Der Schlussroman des Zyklus unterscheidet sich deutlich von den Vorgängerbänden. Das hat natürlich einmal mit der zeitli­chen Distanz zum letzten Roman zu tun, zum anderen mit dem Übersetzerwechsel, doch das allein ist es nicht. Der Band ist in vielerlei Hinsicht blutrünstiger und brutaler als zuvor – erkenn­bar wird diese Charakterveränderung Hannibal Fortunes hier auf die im Roman beschriebene Folterung des Agenten zurückge­führt. Doch er war zuvor schon angeschlagen, da die Agentin Luise Little, mit der er ja im vergangenen Roman romantisch eng verbandelt war, ihre Beziehung beendet hatte. Und dann noch von der Zentrale abgeschnitten zu sein und ohne seinen Symbionten (im Roman permanent nervig als „Symbiot“ falsch geschrieben!), das erzeugte ein Klima, in dem Fortune als sinist­rer Intrigant agiert, der scheinbar emotionslos Tausende von Soldaten in den sicheren Untergang laufen lässt … ein krasser Bruch mit der deutlich moralistischeren Handlungsweise in frü­heren Romanen. Ein wenig ließ sich der Eindruck nicht abschüt­teln, dass es der Autor im Abschlussband seines Zyklus „noch mal richtig krachen lassen“ wollte.

Es war gleichwohl ein faszinierendes und, wie man an meiner Lesezeit sehen kann, recht flüssig zu lesendes Werk. Man merkt überdeutlich, auch an den Lektürehinweisen am Schluss zu er­kennen, dass er sich gründlich in die Hintergründe des Zweiten Punischen Krieges eingelesen hatte, als er das Werk schrieb. Im hinteren Drittel wurde es dann zwar etwas zäher, weil ständig Szenenblenden zu den Verantwortlichen von T.E.R.R.A. zustande kamen, auch waren die wechselnden Bündnisse und Schauplät­ze in Nordafrika doch einigermaßen chaotisch … alles in allem aber erwies sich das als handlungsdramaturgisch sinnvoll.

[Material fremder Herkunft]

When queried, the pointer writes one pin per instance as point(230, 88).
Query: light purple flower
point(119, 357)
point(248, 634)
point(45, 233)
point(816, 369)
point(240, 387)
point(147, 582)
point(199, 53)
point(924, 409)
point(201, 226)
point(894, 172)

Was ich besonders interessant fand, waren ein paar ernüchtern­de historische Statements, die der Autor in den Text einwob. Sie sind es durchaus wert, hier zitiert zu werden. Nehmen wir etwa die Erkenntnis von Seite 94: „Daher war es völlig natürlich, je­weils den anderen als bösen Kriegstreiber anzusehen, der ver­nichtet werden musste. Keine Seite bedachte dabei, dass in je­dem Krieg die wirklichen Verlierer die Leute sind, die ihn nicht überleben, ganz gleich, auf welcher Seite sie kämpfen.“ Das kann man, fürchte ich, zeitlos nennen und auch auf die Gegen­wart anwenden.

Oder schauen wir uns einen externen Blick auf Seite 138 an: „Der Ruf der Erdenmenschen im Erfinden religiös begründeter Entschuldigungen für das gegenseitige Abschlachten ist unüber­troffen.“ Auch da konnte ich bedauerlicherweise nur nicken. Es wird ergänzt durch ein Zitat auf der nächsten Seite: „Für Men­schen beschränkter Intelligenz ist Krieg die erregendste, anre­gendste und gefühlsträchtigste Aktivität, die erdacht wurde. Nichts kann so vielen so viele Entschuldigungen für eine solche Vielfalt von Tätigkeiten geben. Krieg ist eigentlich der ideale All­zweck-Zweck.“

Tja, was soll man da Grundlegendes einwenden? Man schaue sich das Jahr 2025 an, was da in der Welt passiert … man fühlt sich irgendwie sehr bestätigt, traurigerweise. Es gäbe wahrlich gegenwärtig viel wichtigere Dinge, als in Waffen und gegenseiti­ge Zerstörung zu investieren, aber was fällt dummen Leuten ein? Kriegführen. In jederlei Weise die nutzloseste „Freizeitbe­schäftigung“, die man sich denken kann. Tödlich noch dazu.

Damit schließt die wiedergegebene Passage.